Documents unearthed by the reporters at Dig include plans to use “Face Capture” on “every person” at the Boston Calling concert while another sensitive document defined a person of interest “as anyone who walks through the door.”
This Intelligent Operations Center, designed and licensed by IBM, integrated its Smart Surveillance System with its Intelligent Video Analytics.
Here’s a video example of the video analysis:
Was a reasonable expectation of privacy being violated by the City of Boston here?
I would say a resounding yes. And I say that a year-and-a-half after this great city underwent the senseless and utterly disgusting Boston Marathon bombing. In fact, according to the report, a beta phase of the system was used during that terrible day.
Video images of the bombers certainly helped flush the terrorist brothers out of hiding, and that’s a good thing, but there really should be a level of transparency with this kind of surveillance.
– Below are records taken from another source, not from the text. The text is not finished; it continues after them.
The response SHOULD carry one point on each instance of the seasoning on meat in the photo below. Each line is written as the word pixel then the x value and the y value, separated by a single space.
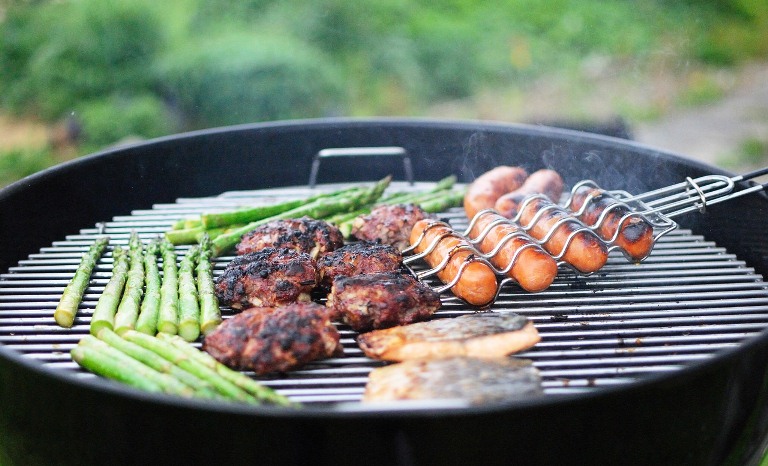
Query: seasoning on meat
pixel 278 339
pixel 357 258
pixel 472 380
pixel 389 224
pixel 269 277
pixel 482 335
pixel 305 234
pixel 380 300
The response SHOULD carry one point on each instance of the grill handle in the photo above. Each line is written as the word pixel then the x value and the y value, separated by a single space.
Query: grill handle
pixel 385 151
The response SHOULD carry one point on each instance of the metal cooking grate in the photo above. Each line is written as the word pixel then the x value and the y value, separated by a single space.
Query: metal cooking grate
pixel 687 301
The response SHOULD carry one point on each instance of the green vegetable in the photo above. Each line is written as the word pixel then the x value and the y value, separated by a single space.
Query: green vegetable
pixel 150 304
pixel 158 363
pixel 128 310
pixel 182 359
pixel 168 314
pixel 189 306
pixel 104 313
pixel 73 292
pixel 320 208
pixel 260 391
pixel 210 313
pixel 252 214
pixel 102 359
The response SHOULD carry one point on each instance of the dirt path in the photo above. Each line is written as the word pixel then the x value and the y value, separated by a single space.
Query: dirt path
pixel 715 133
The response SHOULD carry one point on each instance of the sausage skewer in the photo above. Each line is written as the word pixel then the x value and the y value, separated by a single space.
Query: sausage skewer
pixel 545 181
pixel 562 234
pixel 490 186
pixel 512 251
pixel 454 261
pixel 613 221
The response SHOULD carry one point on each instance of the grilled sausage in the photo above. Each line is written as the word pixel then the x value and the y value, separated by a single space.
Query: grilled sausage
pixel 586 252
pixel 635 234
pixel 545 181
pixel 477 283
pixel 491 185
pixel 533 268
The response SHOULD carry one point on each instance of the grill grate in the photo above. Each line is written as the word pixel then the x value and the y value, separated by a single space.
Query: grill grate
pixel 688 300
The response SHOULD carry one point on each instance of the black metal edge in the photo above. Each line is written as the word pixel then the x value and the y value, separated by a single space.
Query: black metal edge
pixel 725 361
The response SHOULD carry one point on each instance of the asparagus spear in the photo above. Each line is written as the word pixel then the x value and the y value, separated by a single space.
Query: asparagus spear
pixel 158 363
pixel 193 235
pixel 100 358
pixel 189 306
pixel 178 357
pixel 187 223
pixel 168 315
pixel 210 314
pixel 73 292
pixel 150 305
pixel 104 313
pixel 251 214
pixel 318 209
pixel 128 310
pixel 439 204
pixel 261 392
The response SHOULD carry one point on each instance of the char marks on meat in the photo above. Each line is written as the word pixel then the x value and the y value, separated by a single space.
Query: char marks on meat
pixel 314 237
pixel 358 258
pixel 269 277
pixel 472 380
pixel 484 335
pixel 267 340
pixel 381 300
pixel 389 224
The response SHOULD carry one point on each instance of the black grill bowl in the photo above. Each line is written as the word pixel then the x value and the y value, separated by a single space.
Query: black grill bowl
pixel 713 412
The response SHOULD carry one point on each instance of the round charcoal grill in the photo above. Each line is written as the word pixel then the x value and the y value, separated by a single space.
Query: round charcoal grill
pixel 661 362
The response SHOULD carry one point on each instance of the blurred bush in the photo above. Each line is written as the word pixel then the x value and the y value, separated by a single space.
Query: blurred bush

As the Dig report notes, it was not a secret that the city had teamed up with IBM as part of its Smarter Cities initiative to help the city “engage its citizens and more efficiently deliver municipal services” as well as “traffic management” and to cultivate a “healthier environment.” But it does not appear that folks attending the Boston Calling music festival knew it included cataloging every one of the concertgoers.
Don’t get me wrong, I certainly applaud initiatives to improve efficiencies—both for ease of movement and improved lifestyle—but living in a panopticon is no way for a democracy to thrive. And though the National Telecommunications and Information Administration (NTIA) is currently hammering out a code of conduct for the commercial use of facial recognition (check out my colleague Angelique Carson’s coverage here), such a code would not apply in this case because it’s government use. Plus, in one of the latest NTIA hearings, one representative body in the biometrics industry made the assumption that individuals lose their right to anonymity in public. The backlash against the group’s comments clearly demonstrated that many disagree with such thinking.
When Dig reached out to the Boston Police Department (BPD), a spokesman denied the agency was part of such an initiative. The report claims otherwise. If true, the BPD missed an opportunity to come clean and help citizens understand how this technology works and why it’s being used.
Eventually, the mayor’s office admitted the city used the pilot program with IBM. The mayor’s press secretary explained, “The purpose of the pilot was to evaluate software that could make it easier for the city to host large, public events, looking at challenges such as permitting, basic services, crowd and traffic management, public safety and citizen engagement through social media and other channels.” The official also said the city does not plan any long-term use of the software because “we have not seen a clear use case for this software that held practical value for the city’s public safety needs.”
It’s good to know the mayor’s office was forthcoming, but why experiment with the public before receiving their input? Yes, at the cost of many concertgoers’ privacy, the city may have found that the technology wasn’t worth it. We’ve seen reaction to Facebook’s emotional response experiment and OKCupid’s. It’s clear folks don’t like having their privacy toyed with unbeknownst to them.
So-called “smart cities” are definitely here—and if they help me get from one side of the city to another more efficiently and save on fuel for municipal services, well, I think that’s great—but society needs to have a role here. City and law enforcement officials need to be more transparent about how they’re developing and implementing security at the expense of privacy. As an open society, people have a right to know and enact their beliefs here.
As we’ve seen with drone technology, the panic that comes from burgeoning technology—if not dealt with transparently—can cause a backlash that ultimately could take away many of the benefits and efficiencies provided by that very technology. I mean, look, even Kanye West is scared drones will electrocute his daughter.
I want to prevent another senseless bombing as much as the next person—I really do—but I also want to be able to enjoy, say, some live music without feeling like I’m in some Orwellian landscape. Society has a role to play in judging where this line between security and privacy resides.
Being transparent is a good and necessary first step.